Is gabapentin a controlled substance?

Not at the federal level. The DEA has not scheduled gabapentin, unlike its related drug pregabalin (Lyrica), which is Schedule V. However, seven states — Alabama, Kentucky, Michigan, North Dakota, Tennessee, Virginia, and West Virginia — have independently classified gabapentin as a Schedule V controlled substance.

Can you overdose on gabapentin alone?

Fatal overdose on gabapentin alone is uncommon but possible. The vast majority of gabapentin-involved overdose deaths — up to 90% — also involve opioids. The combination suppresses breathing far more than either drug alone.

What are the street names for gabapentin?

Gabapentin is known on the street as “johnnies” and “gabbies.” Pills typically sell for less than $1 each.

Should my elderly parent stop taking gabapentin?

Never stop gabapentin abruptly — doing so can cause seizures and severe withdrawal symptoms.

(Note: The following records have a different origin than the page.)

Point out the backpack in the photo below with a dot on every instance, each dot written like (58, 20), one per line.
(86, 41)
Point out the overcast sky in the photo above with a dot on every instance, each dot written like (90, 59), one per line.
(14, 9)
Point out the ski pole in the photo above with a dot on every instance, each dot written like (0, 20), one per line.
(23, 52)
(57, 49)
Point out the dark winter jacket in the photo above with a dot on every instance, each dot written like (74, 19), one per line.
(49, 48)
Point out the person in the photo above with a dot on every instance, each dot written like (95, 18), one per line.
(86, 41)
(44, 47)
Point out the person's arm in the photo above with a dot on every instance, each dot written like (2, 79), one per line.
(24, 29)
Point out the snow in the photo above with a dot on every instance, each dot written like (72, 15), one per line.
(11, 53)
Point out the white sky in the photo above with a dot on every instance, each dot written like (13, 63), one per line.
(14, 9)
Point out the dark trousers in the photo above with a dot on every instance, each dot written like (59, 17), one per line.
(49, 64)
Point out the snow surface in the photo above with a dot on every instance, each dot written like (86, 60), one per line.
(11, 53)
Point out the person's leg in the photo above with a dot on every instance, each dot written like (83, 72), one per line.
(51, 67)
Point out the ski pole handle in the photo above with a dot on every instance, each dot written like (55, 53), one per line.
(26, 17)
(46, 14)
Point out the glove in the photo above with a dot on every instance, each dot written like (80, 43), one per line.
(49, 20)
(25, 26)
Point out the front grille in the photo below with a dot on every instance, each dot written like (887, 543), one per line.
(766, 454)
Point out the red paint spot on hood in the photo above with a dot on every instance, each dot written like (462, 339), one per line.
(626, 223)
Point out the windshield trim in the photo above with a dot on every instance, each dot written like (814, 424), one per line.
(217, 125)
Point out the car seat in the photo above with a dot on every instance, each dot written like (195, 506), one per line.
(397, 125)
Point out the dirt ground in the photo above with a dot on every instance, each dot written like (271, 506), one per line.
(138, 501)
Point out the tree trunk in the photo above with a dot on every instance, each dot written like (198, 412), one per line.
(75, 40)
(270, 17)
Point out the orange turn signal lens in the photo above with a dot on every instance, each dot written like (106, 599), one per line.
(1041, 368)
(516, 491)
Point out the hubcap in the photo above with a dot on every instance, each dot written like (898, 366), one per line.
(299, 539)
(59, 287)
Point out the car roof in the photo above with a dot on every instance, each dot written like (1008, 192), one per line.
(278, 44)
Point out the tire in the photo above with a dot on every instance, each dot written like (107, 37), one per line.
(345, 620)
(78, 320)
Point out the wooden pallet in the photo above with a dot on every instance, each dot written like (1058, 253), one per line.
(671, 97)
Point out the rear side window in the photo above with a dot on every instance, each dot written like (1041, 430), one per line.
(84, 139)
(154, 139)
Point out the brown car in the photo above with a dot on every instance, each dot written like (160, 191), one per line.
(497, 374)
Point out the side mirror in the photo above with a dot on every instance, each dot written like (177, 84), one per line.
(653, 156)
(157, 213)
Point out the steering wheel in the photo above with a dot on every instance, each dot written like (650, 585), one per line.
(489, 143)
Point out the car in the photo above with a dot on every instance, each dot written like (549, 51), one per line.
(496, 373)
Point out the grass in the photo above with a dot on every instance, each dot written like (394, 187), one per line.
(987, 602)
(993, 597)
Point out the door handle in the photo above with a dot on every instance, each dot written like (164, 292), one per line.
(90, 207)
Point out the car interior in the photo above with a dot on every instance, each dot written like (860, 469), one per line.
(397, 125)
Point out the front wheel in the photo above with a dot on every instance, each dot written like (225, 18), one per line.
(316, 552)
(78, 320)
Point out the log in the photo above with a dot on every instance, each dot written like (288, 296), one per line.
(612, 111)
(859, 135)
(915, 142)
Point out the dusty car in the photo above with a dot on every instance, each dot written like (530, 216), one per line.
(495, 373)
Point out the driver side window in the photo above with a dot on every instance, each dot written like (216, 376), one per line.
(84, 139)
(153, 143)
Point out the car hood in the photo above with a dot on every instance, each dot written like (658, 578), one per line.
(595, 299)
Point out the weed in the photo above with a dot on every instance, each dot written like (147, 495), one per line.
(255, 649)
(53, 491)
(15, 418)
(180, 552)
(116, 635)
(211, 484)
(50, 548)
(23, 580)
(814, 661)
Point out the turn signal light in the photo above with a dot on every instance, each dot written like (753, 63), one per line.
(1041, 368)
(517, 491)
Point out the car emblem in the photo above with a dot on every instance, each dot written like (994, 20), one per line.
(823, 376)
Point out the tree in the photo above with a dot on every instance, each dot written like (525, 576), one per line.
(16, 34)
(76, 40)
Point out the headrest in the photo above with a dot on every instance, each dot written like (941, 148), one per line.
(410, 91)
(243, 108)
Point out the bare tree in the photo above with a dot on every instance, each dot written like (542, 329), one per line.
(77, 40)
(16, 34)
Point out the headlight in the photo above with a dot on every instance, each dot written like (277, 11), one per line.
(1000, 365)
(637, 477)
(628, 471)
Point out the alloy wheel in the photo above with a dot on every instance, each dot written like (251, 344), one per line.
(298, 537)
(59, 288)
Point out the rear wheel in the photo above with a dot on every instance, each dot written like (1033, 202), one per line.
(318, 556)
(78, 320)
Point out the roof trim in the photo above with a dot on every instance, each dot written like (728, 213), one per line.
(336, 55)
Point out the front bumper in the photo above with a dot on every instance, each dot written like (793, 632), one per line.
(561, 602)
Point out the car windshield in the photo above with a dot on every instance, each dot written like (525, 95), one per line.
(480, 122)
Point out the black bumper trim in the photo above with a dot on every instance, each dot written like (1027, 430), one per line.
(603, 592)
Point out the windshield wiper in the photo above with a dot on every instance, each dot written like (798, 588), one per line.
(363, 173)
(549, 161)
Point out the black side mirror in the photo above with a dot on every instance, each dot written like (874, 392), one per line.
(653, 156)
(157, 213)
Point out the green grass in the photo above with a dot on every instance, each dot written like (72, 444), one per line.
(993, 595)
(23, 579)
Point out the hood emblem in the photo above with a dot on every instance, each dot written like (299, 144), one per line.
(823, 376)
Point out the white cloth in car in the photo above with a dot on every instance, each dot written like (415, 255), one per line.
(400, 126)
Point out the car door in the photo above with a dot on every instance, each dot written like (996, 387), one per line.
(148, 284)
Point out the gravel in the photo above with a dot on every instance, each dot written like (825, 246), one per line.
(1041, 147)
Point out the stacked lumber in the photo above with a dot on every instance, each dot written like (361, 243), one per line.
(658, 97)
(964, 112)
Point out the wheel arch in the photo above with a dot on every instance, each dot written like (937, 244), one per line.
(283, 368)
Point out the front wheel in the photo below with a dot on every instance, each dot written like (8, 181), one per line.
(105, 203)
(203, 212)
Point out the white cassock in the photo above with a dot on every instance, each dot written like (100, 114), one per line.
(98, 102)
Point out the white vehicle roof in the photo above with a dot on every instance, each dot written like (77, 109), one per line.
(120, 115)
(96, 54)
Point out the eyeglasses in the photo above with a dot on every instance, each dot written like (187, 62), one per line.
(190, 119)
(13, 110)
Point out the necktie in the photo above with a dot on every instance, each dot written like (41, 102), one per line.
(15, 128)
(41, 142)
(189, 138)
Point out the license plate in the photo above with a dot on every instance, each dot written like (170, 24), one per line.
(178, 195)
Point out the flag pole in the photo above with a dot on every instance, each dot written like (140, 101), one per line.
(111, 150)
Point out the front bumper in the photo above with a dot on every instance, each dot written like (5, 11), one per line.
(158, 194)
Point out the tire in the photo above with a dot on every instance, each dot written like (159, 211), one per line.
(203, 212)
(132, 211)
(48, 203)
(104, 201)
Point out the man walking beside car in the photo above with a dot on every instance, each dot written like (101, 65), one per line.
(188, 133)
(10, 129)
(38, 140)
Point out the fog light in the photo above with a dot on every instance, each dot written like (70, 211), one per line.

If you have concerns about the drug’s side effects or its role in your loved one’s medication regimen, discuss tapering options with their physician and pharmacist.

What did the FDA warn about gabapentin?

In December 2019, the FDA warned that gabapentin and pregabalin can cause serious, life-threatening respiratory depression, especially when combined with opioids or used by patients with respiratory conditions. The agency required new label warnings and mandated clinical trials on abuse potential.